A Democrat-led coalition of attorneys general has entered into a confidentiality agreement to avoid disclosing public records related to their investigation into climate dissent, according to a document released Wednesday.
The letter from an assistant for Illinois Attorney General Lisa Madigan says she cannot comply with an open-records request on the coordinated climate-change probe because doing so would violate a Common Interest Agreement signed by the office “and other affected stakeholders.”
The June 17 letter was obtained through a disclosure request filed by the Energy & Environment Legal Institute, which accused the attorneys general of trying to “write themselves out of transparency laws to hide [the] abusive campaign.”

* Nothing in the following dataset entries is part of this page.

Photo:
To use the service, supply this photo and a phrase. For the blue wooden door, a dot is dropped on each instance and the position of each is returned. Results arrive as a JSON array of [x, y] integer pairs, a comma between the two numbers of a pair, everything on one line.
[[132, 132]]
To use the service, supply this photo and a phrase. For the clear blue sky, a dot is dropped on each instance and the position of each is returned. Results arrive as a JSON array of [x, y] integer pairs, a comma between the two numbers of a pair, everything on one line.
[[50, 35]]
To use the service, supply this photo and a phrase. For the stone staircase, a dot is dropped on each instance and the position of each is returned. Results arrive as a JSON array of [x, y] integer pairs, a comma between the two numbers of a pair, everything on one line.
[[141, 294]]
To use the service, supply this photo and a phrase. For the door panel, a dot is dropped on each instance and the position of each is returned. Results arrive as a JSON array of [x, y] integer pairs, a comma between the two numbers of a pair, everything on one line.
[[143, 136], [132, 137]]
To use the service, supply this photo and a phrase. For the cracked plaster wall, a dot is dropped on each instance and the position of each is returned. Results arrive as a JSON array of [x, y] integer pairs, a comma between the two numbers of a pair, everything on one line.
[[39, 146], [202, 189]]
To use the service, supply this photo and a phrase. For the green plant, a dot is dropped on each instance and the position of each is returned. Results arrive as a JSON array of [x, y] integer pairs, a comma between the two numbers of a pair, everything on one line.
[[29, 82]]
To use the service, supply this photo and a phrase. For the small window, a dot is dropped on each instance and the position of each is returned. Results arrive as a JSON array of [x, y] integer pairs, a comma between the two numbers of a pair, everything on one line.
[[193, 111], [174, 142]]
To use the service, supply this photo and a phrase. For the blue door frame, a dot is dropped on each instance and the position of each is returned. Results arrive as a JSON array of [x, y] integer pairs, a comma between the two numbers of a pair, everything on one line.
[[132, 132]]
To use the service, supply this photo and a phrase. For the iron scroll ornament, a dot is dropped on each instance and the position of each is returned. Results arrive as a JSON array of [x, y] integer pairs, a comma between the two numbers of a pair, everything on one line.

“We have confirmed that the Democratic AGs are citing a Common Interest Agreement to avoid releasing crucial information to the public, as they continue their abuse of power,” said David W. Schnare, E&E legal general counsel, in a Wednesday statement.
A cache of emails released previously by E&E included the draft of a Common Interest Agreement aimed at using the privilege to protect the communications of the attorneys general, but it was unclear whether anyone had signed it.
“The earlier draft we obtained showed the desire to exempt AGs’ correspondence, which are deemed public records by their legislatures, from open records laws if they related not just to defense of the Obama administration’s EPA rules, but to investigations and nearly anything else they might not want released involving ‘fossil fuels,’ ‘renewable energy,’ or ‘climate,’” Mr. Schnare said. “It appears these terms survived in a new agreement.”
In her letter, Illinois Assistant Attorney General Caitlin Q. Knutte told another state employee that she could not honor parts of the E&E open-records request for several reasons, including the Common Interest Agreement.
“In this regard, I would note that a common interest agreement was entered into by the Office of the Illinois Attorney General and the other affected stakeholders related to a number of the withheld records,” Ms. Knutte told state Public Access Bureau assistant chief Steve Silverman.
“Under the terms of that Agreement, particular categories of documents are to remain confidential,” she said.
She also said the disclosure of the requested records would “interfere with this office’s ability to cooperate with other government agencies regarding this and future investigations and reasonably contemplated law enforcement proceedings.”
Ms. Madigan belongs to a coordinated campaign of attorneys general, known as AGs United for Clean Power, pursuing fossil-fuel companies and supporters of fossil fuels on whether they misled the public by challenging the extent and causes of climate change.
At least three attorneys general have issued subpoenas related to their investigations, although Virgin Islands Attorney General Claude E. Walker recently withdrew his subpoenas of both ExxonMobil and the free-market Competitive Enterprise Institute.
While such agreements are relatively common, “what the AGs and green groups have attempted is not; nor is keeping the pact itself from the public normal,” said E&E in its statement.
“To be legitimate, parties to a common interest agreement must have imminent litigation, a clear scope and clearly shared interests,” said the statement. “Instead, documents obtained to date show that these AGs and their green-group colleagues with inherently disparate interests have entered not a legitimate CIA, but a pact of secrecy, covering broad topics, not specific matters, simply to avoid scrutiny of otherwise public records relating to their extraordinarily controversial abuse of political opponents’ First Amendment rights.”
The investigation by 17 attorneys general — 16 Democrats and one Independent, Mr. Walker — has been denounced as an abuse of prosecutorial power aimed at silencing their ideological foes.
Thirteen Republican attorneys general have urged the Democrats to cease their investigation, arguing that it could set a precedent for investigating those who exaggerate the implications of global warming.